What health insurance is recommended for expat children in Vietnam?
Related
- Healthcare for expats
- Pregnancy and birth in Vietnam
- Pharmacies and medication
- Kindergartens and preschools
Summary
Child healthcare in Vietnam is clinically excellent for expat families, with international-standard hospitals (Vinmec, FV, Family Medical) offering full paediatric services. Vietnam's free EPI schedule covers core vaccines, but most expats supplement with private international vaccines costing $1,500–2,500 through age 5. The main risks are antibiotic over-prescription and air-quality-driven respiratory issues in northern cities.
Process at a glance
- Choose a paediatrician — Find an English-speaking provider at Vinmec, FV, or Family Medical who uses diagnosis-based treatment
- Register with a clinic — Get a consistent primary care doctor before emergencies; they'll know your child's history
- Plan the vaccine schedule — Decide between free EPI only or EPI + private international vaccines (Hexa, PCV, rotavirus, HPV, dengue)
- Stock a home pharmacy — Paracetamol, ibuprofen, ORS, antihistamines, saline spray for minor illness management
- Enrol in family health insurance — Outpatient coverage is essential; kids get sick frequently
Cost breakdown
| Line | Indicative cost (USD) |
|---|---|
| Paediatrician consultation (private clinic) | $40–80 per visit |
| Full international vaccine schedule (birth–5 years) | $1,500–2,500 total |
| Family health insurance add-on (per child, annual) | $200–3,500 depending on plan |
| Common OTC medications (home pharmacy stock) | $30–60 initial setup |
A typical expat family with two children budgets $3,000–6,000 annually for routine paediatric care and vaccines. Public hospital care is 80–90% cheaper but linguistically and logistically harder. Insurance mitigates most out-of-pocket shock for serious illness.
Common pitfalls
- Antibiotic reflex — Vietnamese providers often prescribe antibiotics for viral infections (colds, hand-foot-mouth). Insist on diagnosis first; build trust with one paediatrician who will respect boundaries.

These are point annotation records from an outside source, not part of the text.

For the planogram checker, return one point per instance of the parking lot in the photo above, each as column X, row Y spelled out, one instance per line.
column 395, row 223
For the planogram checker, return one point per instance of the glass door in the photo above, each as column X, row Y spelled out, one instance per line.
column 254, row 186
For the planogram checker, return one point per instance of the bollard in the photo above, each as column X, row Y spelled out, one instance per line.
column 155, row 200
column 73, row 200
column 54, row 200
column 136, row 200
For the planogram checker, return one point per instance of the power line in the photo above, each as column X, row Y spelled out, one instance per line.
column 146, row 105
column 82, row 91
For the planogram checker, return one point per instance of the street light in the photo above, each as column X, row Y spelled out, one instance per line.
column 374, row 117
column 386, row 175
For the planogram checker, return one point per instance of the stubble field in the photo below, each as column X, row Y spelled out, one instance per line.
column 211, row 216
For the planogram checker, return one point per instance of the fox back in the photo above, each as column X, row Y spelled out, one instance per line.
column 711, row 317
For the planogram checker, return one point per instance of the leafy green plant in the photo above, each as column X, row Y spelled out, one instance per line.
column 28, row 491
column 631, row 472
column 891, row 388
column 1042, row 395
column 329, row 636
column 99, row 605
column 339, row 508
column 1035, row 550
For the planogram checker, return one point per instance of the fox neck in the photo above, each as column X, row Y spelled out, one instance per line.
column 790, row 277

- Vaccine gaps from switching clinics — EPI records at commune stations don't typically sync with private clinic records. Keep a personal vaccination booklet and communicate every vaccine date to your provider.

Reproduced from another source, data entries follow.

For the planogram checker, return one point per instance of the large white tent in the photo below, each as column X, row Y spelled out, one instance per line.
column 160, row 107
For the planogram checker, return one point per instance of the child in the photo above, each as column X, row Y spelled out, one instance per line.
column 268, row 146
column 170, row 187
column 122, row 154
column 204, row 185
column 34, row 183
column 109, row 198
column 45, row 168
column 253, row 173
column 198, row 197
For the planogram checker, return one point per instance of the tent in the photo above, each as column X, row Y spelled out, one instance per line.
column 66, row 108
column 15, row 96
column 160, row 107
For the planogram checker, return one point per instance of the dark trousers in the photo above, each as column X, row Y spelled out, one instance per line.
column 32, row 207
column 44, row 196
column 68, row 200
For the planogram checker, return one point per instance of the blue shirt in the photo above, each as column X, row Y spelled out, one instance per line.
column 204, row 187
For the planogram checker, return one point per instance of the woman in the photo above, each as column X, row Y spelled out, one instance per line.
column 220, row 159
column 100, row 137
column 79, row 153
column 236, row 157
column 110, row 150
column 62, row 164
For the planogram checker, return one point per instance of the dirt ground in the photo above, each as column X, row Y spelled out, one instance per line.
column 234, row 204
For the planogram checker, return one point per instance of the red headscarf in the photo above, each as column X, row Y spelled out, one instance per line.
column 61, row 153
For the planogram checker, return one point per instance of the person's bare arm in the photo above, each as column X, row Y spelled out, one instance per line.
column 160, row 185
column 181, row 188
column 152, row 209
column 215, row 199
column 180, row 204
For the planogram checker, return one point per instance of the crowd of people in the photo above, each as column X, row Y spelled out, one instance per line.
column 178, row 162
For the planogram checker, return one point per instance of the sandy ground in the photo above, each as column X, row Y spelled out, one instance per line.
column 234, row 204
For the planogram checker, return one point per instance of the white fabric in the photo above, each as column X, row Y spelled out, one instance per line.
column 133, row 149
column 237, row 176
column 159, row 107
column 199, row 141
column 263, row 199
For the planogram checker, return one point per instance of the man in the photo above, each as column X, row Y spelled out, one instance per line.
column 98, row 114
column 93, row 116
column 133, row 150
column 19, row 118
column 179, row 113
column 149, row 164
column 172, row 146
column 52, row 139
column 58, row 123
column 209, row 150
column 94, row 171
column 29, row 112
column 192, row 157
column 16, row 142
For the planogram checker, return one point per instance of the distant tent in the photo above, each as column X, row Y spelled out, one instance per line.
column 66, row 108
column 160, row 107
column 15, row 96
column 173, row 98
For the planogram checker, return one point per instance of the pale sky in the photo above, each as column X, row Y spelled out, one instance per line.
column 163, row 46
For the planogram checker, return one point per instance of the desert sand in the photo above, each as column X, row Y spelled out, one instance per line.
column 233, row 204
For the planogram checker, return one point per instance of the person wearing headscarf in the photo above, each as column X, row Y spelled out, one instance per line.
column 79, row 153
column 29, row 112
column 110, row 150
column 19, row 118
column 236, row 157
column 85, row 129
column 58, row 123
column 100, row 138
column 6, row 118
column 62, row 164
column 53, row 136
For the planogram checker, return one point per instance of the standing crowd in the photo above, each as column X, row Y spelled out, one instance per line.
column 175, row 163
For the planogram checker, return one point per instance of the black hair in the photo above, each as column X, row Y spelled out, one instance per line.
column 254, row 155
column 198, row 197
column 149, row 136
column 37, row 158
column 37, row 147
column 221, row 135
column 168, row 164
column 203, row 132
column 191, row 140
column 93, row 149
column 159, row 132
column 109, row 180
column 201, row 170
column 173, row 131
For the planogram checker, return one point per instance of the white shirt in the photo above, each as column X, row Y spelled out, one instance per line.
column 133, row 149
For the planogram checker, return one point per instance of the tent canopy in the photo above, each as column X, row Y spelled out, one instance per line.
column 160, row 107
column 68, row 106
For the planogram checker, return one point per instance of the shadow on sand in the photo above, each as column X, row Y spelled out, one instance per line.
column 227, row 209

- Dengue complacency — Parents underestimate dengue severity because initial symptoms mimic flu. Ensure school knows your child's dengue status; use mosquito repellent year-round; watch for warning signs (abdominal pain, bleeding, lethargy).

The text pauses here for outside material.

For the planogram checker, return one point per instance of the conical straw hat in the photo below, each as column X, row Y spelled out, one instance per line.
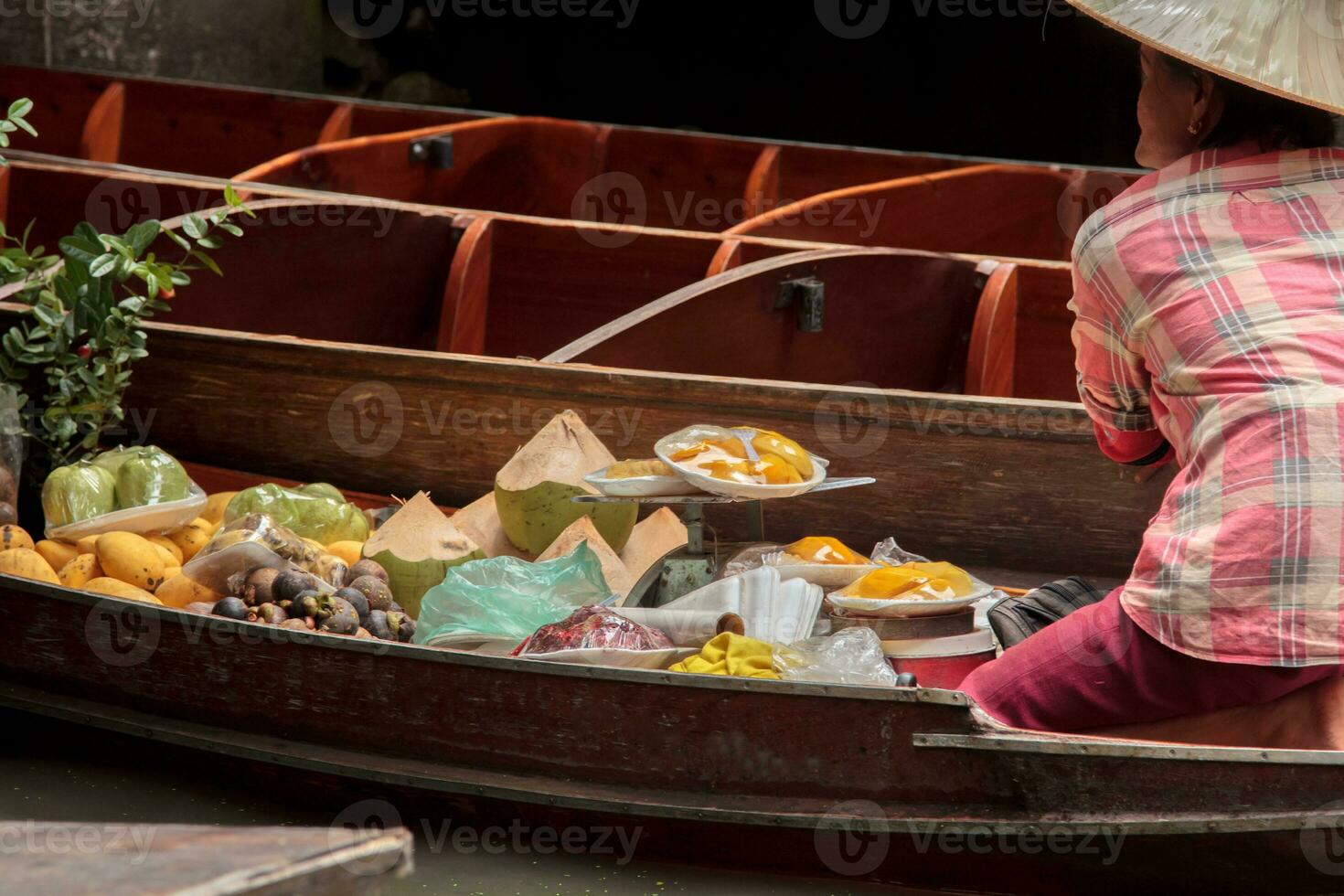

- Air quality surprises in winter Hanoi — Expat kids often develop asthma or reactive airway issues that they rarely had abroad. Preempt with HEPA filters, humidifiers, and N95 masks on high-AQI days.
- Insurance exclusions on pre-existing conditions — Declare any allergies or conditions at enrolment or claims may be denied later.
Official resources
- Ministry of Health (Vietnam) — EPI schedules, vaccine approvals, public health notices
- WHO Immunization Programme — International vaccine guidance and safety data
- Vinmec Paediatrics Department — Private clinic reference and appointment booking
Verify before acting. Rules change. Vaccine availability, insurance coverage, and antibiotic guidelines shift. Confirm with your paediatrician and a qualified Vietnamese adviser before relying on any specific detail.